Он поднял на нее глаза. Какая она усталая. Губы совсем голубые… Надо сказать ей что-нибудь ласковое.

— Манюся! Какая у тебя славная кофточка! Очень тебе идет.

Она посмотрела на него даже с каким-то ужасом:

— Эта кофточка? Да я ее ношу второй год. Бумазейная рвань. Что, ты ее сейчас только заметил, что ли?

— Нет… нет… я только хотел в том смысле, что ты вообще умеешь одеваться. Ну, я иду заниматься.

В салончике было холодновато, и черный лак пианино блестел официально, жестоко и требовательно. Исчирканные листы нотной бумаги оползнями свисли с крышки.

Алексей Иваныч запер поплотнее дверь, шумно двинул табуретом, взял несколько совершенно к делу не относящихся аккордов и затих.

Вот здесь, в этих пачках, его ноктюрн, который он должен закончить. Да. Закончить. Но сегодня он не сможет дотронуться до него. Не может проиграть, услышать, войти в этот мир, который он, как Бог, создал из ничего. Там пение звезд, и взлеты серебряных крыльев, и холодное небо, льющее из золотой чаши лунное вино, мертвое и страстное.

Человек в этот мир входит трепетно, весь отрешенный, белый-белый, идет медленно, не помня, не зная, ощупью… И вот есть момент, когда звук, созвучие, созвучное не только звукам, составляющим его, но и тому неизъяснимому мелодийному колебанию, которое «ноет», поет в самой неосознанной глубине, возьмет и поведет, и уведет… Господи.

— Я тебе не помешала?

Жена приоткрыла дверь.

— Я только хотела сказать, что все ноты с полу я положила сюда, наверх. Может быть, ты их как раз и ищешь…

Ушла.

Сердце заколотилось с перебоями…

Да. Нужно работать.

Если бы здесь был диванчик, можно было бы прилечь на минутку… Хотя она может войти… Бедная Маня!

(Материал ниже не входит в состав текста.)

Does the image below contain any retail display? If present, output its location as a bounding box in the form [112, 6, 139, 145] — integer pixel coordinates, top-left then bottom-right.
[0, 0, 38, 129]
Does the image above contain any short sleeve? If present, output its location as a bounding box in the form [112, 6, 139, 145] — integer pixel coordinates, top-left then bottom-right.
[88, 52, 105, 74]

Маня убрала посуду, вымыла в кухне пол. Посмотрела в ужасе на свои руки.

— Ручки, ручки, гордость моя…

И тут же строго одернула себя:

— Все равно. Ничего не жаль. За все слава Богу, лишь бы он, Алеша…

Теперь, значит, нужно привести себя в порядок. Придет француз из газеты. Нужно, чтобы беседа появилась до концерта в Лондоне, чтобы легче было получить аванс. Да. Аванс. Купить фрачную рубашку, лакированные башмаки… Что бы он делал без меня? Совсем несмышленыш.

Вспомнила, как он похвалил ее грязную кофту, засмеялась, и тихое умиленное тепло обволокло душу.

«Маленький ты мой, глупый ты мой! Грубо я с тобой сегодня говорила… Да что поделаешь. Измучилась я. От бедности все это, маленький мой. И пусть измучилась, пусть облик человеческий потеряла, лишь бы тебе помочь хоть как-нибудь».

Захотелось взглянуть на него.

Он сидел у пианино, низко опустив голову, закрыв глаза.

— Алеша! Испугала? Чего ты так все горбишься? Ты и на эстраде всегда согнешься, как карлик. Пластрон этот самый крахмальный колесом выпрет и коленкор наружу тянет. Сидишь, как горбун. Смотри, Рахманинов как красиво сидит, а он длинный, ему труднее…

Алексей Иваныч молча смотрел на нее непонимающими тусклыми глазами.

— Чего ты? Устал? А знаешь, по-моему, этот твой ноктюрн будет прямо замечательный. Я бы только на твоем месте играла его гораздо громче. Публика любит, когда громко играют. Могущественно. И еще ужасно любит публика колокола. Громко на басах и колокола. Все всегда потом в антракте хвалят. И еще хорошо, если очень тоненькое пиано… Понимаешь, они все считают, что это очень трудно и что именно это надо хвалить. Уж ты мне верь. Я в антрактах все разговоры подслушиваю. Что тебе стоит — пусти им колокола.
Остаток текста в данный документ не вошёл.